[09:23:27] <gehel>	 I just realized that I did not send a notification for the Search Platform Office Hours. 
[09:23:47] <gehel>	 Given the silent first week, I propose to wait until next week
[14:12:40] <inflatador>	 <o/
[14:28:09] <inflatador>	 Dentist apt, back in ~1h
[14:34:24] <Krinkle>	 gehel: could you help me estimate the size of the apifeatureusage dataset? I'd like to explore some alternatives but don't have a good sense of how much data is in there in practice.
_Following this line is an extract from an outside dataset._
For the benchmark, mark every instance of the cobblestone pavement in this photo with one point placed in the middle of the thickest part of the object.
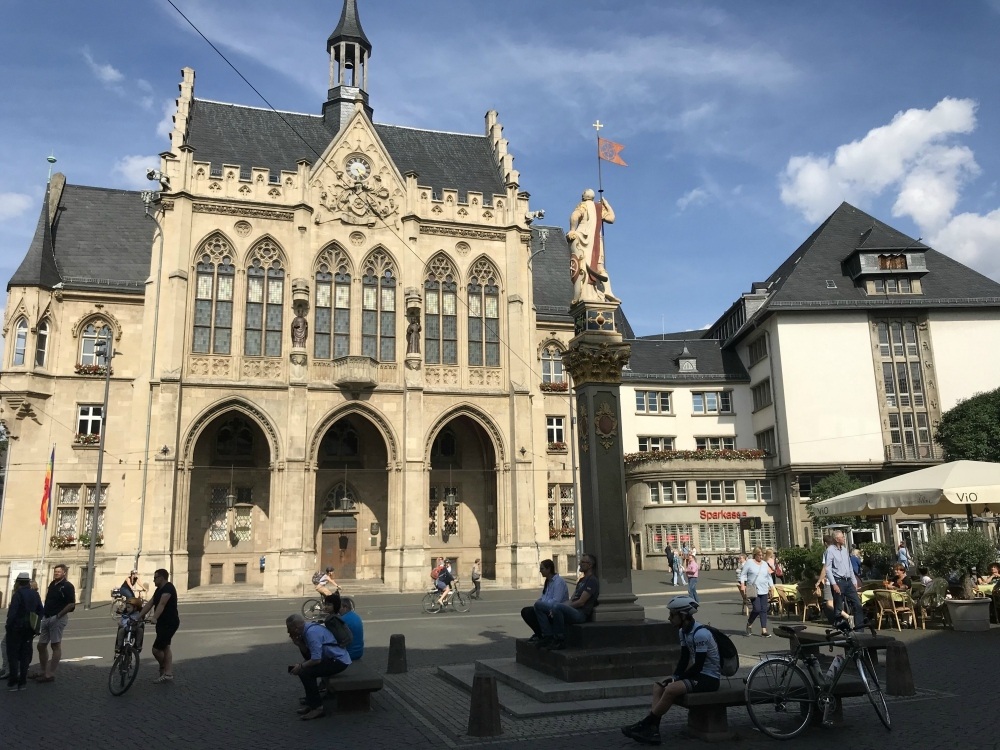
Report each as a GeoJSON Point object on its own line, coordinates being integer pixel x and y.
{"type": "Point", "coordinates": [232, 690]}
I imagine when aggregated as (YYYY-MM-DD, User-Agent, feature key, count) it's probably relatively small but then again we probably have a large and long tail of UAs, so that's probably where the bulk of it is. still curious on the order of magnitude 
[14:34:24] <Krinkle>	 though.
[14:34:46] <Krinkle>	 i.e. megabytes per day, or gigabytes.
[14:40:13] <pfischer>	 Krinkle: I’m afraid gehel is officially out of office this week
[14:49:22] <gehel>	 Krinkle: as said already, I'm out this week. But inflatador or ryankemper should be able to give the info
[15:22:54] <ebernhardson>	 Krinkle: varies from 1g to 4.4g per day, with a mean around 1.7gb/day
[15:23:27] <ebernhardson>	 that's the index size though, the exact data size is a bit harder to look up
[15:23:50] <ebernhardson>	 mean comes from: curl https://search.svc.eqiad.wmnet:9243/_cat/indices?bytes=b | grep apifeatureusage | awk 'BEGIN { cnt = 0; sum = 0} { cnt += 1; sum += $10/1024/1024/1024} END { print sum/cnt }'
[15:38:32] <inflatador>	 back
[15:40:02] <inflatador>	 ebernhardson would dumping the index and restoring it to an empty instance help estimate the data size?
[15:41:13] <ebernhardson>	 inflatador: depends on definition of size :)  You can aggregate with a script in elastic, so a small script can be written to perhaps sum up the lenghths of all strings, and then ask elastic to aggregate that over an index. 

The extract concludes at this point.